Visual Query Systems for Databases

Wednesday, December 31, 2008

I've been reviewing the work done on visual querying systems to see what the state of the art is. A visual system for querying climate model datasets might turn out to be a compelling way to enable citizens and scientists to dig through and understand the climate. This idea, minus the visual bit, came up during our brainstorm and looks likely a promising space for a thesis.

First up in my review is the paper "Visual Query Systems for Databases: A Survey" by T. Catarci et al. This paper seems like a good start because it surveys and classifies, from a user's point of view, visual query systems (VQS) used for "traditional databases". Whether or not this applies to climate datasets I don't know, but since I'm familiar with traditional databases it certainly gives me a known point of departure.

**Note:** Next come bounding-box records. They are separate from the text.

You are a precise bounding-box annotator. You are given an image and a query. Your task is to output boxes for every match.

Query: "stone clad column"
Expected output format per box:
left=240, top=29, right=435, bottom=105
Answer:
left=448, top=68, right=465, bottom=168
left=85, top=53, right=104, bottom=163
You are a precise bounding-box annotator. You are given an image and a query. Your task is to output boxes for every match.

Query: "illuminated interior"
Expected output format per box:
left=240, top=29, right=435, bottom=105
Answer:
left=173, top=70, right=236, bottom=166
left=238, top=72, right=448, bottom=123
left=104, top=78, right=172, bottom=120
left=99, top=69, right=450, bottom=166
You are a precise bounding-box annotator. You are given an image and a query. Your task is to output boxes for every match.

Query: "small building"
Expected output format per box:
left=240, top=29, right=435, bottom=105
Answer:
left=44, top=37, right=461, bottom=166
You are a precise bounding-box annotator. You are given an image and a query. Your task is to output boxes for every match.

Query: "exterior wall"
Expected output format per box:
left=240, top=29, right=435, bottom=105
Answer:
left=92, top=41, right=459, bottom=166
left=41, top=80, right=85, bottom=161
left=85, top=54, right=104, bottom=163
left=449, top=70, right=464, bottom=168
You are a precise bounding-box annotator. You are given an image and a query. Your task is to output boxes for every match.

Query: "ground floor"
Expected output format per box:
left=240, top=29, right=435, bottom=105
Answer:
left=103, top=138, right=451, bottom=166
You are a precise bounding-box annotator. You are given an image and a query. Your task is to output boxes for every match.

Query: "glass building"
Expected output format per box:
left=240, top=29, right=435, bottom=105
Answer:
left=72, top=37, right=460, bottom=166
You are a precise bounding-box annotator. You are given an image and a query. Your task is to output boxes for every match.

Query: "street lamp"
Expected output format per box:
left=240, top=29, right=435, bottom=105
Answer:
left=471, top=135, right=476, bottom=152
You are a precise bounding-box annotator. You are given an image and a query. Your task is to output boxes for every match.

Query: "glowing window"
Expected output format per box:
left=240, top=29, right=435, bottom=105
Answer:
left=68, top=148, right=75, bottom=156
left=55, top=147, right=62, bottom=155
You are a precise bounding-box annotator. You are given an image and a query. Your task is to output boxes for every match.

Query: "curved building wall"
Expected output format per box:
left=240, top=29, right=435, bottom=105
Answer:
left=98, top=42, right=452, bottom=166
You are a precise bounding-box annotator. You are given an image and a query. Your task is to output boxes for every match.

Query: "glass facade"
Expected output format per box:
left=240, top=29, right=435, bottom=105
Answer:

Apart from classifiying VQSs, this paper also attempts to define various kinds of users and then match them to the classes of VQSs identified earlier and, thankfully, attempt to back up their claims with empirical studies.

At the outset the authors break out visual query systems into those that visually represent the schema and query, and those that visually represent the query results. Many do both but often using different approaches. A variety of VQSs are classified according to what visual representations they use, organised into four broad classes: form-based (tabular), diagram-based, icon-based, and hybrids using a combination. On its own this classification system is unmotivated and lacks utility; the authors do not state any reasons for choosing this classification other than because it differentiates systems by their "the most distinguishing aspect". The classification only becomes relevant later on in the paper when the authors describe the kinds of users who would benefit from them.

Catarci et al. also break out the goals of using a query system into: understanding the database schema and formulating a query. They then classify each of the VQSs according to the various approaches they use to accomplish each of these goals. This is where the paper gets more interesting.

The goal of understanding the database schema -- or "understanding the reality of interest" in their words -- is broken down into three classes of approaches: top-down (i.e. exploring from general to specific parts of the schema); browsing (i.e. exploring a schema, or data, by walking along the relations in the schema); and schema simplification (i.e. incrementally transforming the schema to be closer to user's mental model).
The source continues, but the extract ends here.